Here are guys who rent fender rollers;

eastwood fender roller rental - Google Search


----------



## 67/04gto (Jan 15, 2005)

or if its not alot of metal you couold shave the lip down or in stall heavy springs


----------



## Rukee (Feb 8, 2007)

Take the junk out of the trunk.


----------



## Eric Animal (Oct 28, 2007)

I would change the wheel offset or tires...or roll the fender lips....Another option,a bit expensive, is to have the rear narrowed. That is a sweet looking 68 . You don't want to ruin the 1/4s. Eric


----------



## Rukee (Feb 8, 2007)

You could try a set of drag bags, they keep the rear end from squatting without jacking up the back of the car. I run them in my `65 cause the tires use to rub under hard acceleration.


----------



## Jim (Oct 30, 2008)

Rukee, What tire sizes are you running???


----------



## Rukee (Feb 8, 2007)

295/50/15 in the rear. 14's in the front.


----------



## topfuel67 (Dec 23, 2008)

If its a real GTO DON'T roll the fenders or cut anything. Just get properly spaced rims. You could always sell your current rims here, ebay, craigslist, etc. I'm sure you could find a tire shop that could help you measure.


----------



## xcmac26 (Dec 1, 2008)

68goat...what are you running that's giving you fender rub?


----------



## geeteeohguy (Feb 2, 2008)

You need to change your rim offset, as Eric mentioned. You can fit huge tires in a stock wheelwell with the right offset. I was able to fit 13" wide slicks on 15x10 rims on the cack of my '65 with plenty of clearance and NO lift. Just about a 6 inch inset towards the frame!!! Don't hack the wheel wells. That's what we did in the '70's, when we didn't know any better and the Rolling Stones played Disco music. We ALL know better, now!!


----------



## 1968Goat (Jan 9, 2009)

geeteeohguy: what exactly do you mean by changing the rim offset?

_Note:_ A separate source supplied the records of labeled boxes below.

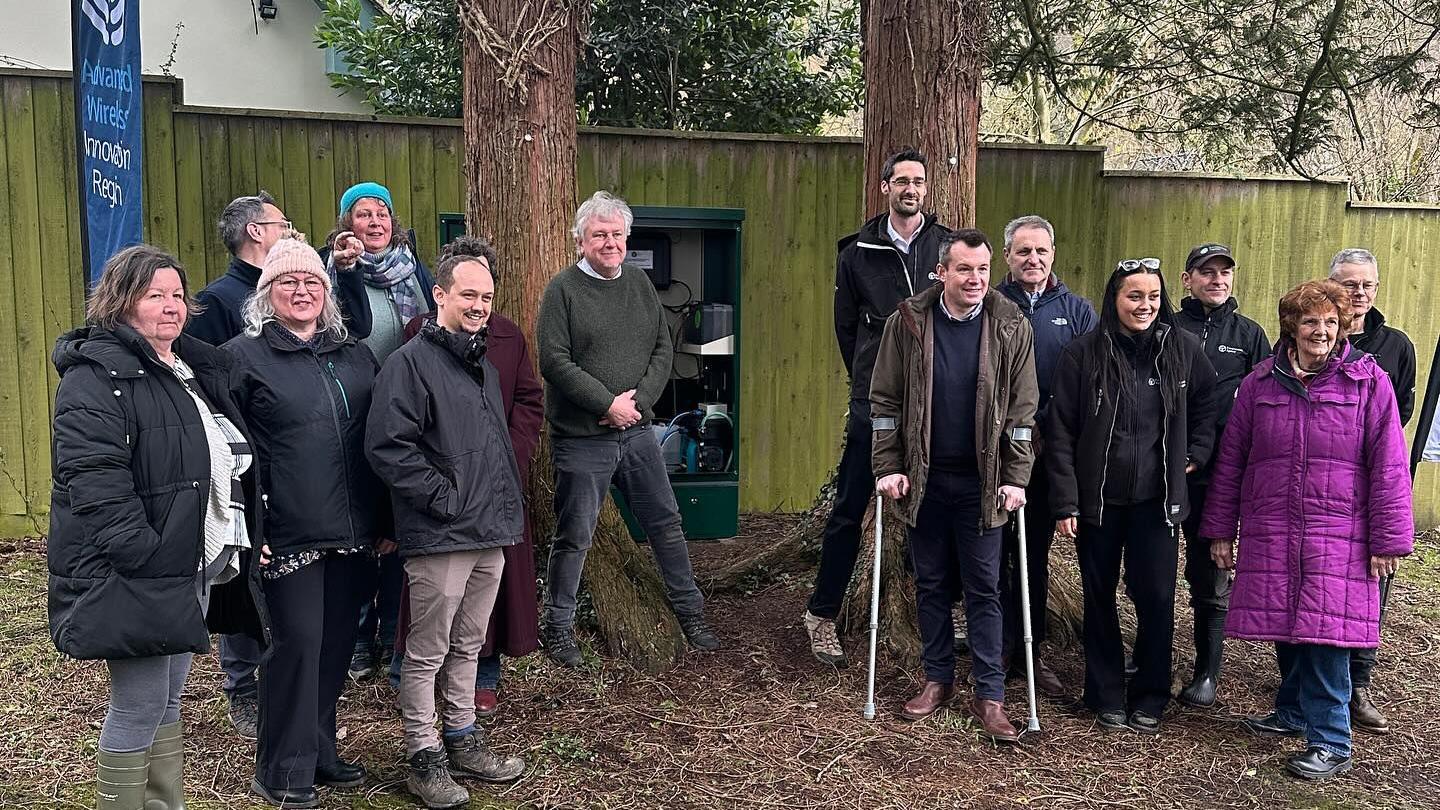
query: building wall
[0,71,1440,536]
[0,0,370,112]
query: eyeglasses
[275,277,325,293]
[1115,257,1161,272]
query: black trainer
[675,614,720,653]
[1240,712,1305,738]
[1284,747,1355,780]
[544,626,585,669]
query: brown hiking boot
[445,729,526,781]
[405,745,469,810]
[900,680,955,721]
[971,698,1020,742]
[1351,686,1390,734]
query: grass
[8,532,1440,810]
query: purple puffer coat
[1200,340,1414,647]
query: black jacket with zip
[366,320,526,556]
[1175,295,1270,481]
[1349,307,1416,427]
[835,212,949,401]
[1045,323,1215,526]
[225,321,390,555]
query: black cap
[1185,242,1236,272]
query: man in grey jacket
[536,192,720,667]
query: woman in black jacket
[1047,258,1215,734]
[48,245,259,810]
[225,239,389,807]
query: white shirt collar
[575,257,625,281]
[940,295,985,321]
[886,216,924,254]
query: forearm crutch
[865,493,886,721]
[1019,504,1040,731]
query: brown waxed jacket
[870,284,1040,529]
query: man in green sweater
[536,192,720,667]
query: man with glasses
[184,190,370,739]
[1331,248,1416,734]
[802,148,949,667]
[1175,242,1270,709]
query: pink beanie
[256,239,330,293]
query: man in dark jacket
[802,150,949,667]
[870,228,1038,742]
[366,255,524,807]
[536,192,720,667]
[1331,248,1416,734]
[1175,242,1270,709]
[184,190,370,739]
[998,215,1096,698]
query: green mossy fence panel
[0,71,1440,533]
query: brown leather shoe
[971,698,1020,742]
[1351,686,1390,734]
[900,680,955,721]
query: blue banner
[71,0,145,287]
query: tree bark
[459,0,684,673]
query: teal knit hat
[340,183,395,216]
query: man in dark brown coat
[870,229,1040,742]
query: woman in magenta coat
[1200,281,1414,780]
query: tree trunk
[847,0,988,666]
[459,0,684,673]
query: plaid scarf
[356,245,422,324]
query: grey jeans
[544,427,704,628]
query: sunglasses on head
[1115,257,1161,272]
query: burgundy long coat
[400,313,544,657]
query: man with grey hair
[184,190,370,739]
[1331,248,1416,734]
[996,215,1097,698]
[536,192,720,667]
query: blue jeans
[1274,643,1351,757]
[356,553,405,653]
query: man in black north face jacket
[804,144,949,666]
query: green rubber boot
[95,748,150,810]
[145,722,184,810]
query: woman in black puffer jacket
[48,245,262,810]
[225,239,390,807]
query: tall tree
[459,0,684,672]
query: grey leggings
[99,653,193,754]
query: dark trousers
[1076,499,1179,718]
[1349,570,1390,689]
[220,633,262,700]
[809,399,876,618]
[910,470,1005,700]
[999,458,1056,656]
[255,553,376,788]
[544,425,704,627]
[356,553,405,651]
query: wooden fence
[0,71,1440,536]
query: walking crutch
[865,493,886,721]
[1015,504,1040,731]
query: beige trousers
[400,549,505,757]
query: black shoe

rukee: Are drag bags like air bags that they use on semi-trucks


----------



## Rukee (Feb 8, 2007)

1968Goat said:


> rukee: Are drag bags like air bags that they use on semi-trucks


Kinda, they're air bags that go inside the rear coil spring.


----------



## Eric Animal (Oct 28, 2007)

Wheel offset= where the outside, and inside lip of the wheel is positioned in relation to the mounting surface(drum). Wheels that have a lot of positive offset (deep dish) will stick OUT of the wheel well. Wheels with alot of negative offset (reverse dish) will move the tire closer to the inner wheel well.

You need negative offset.


----------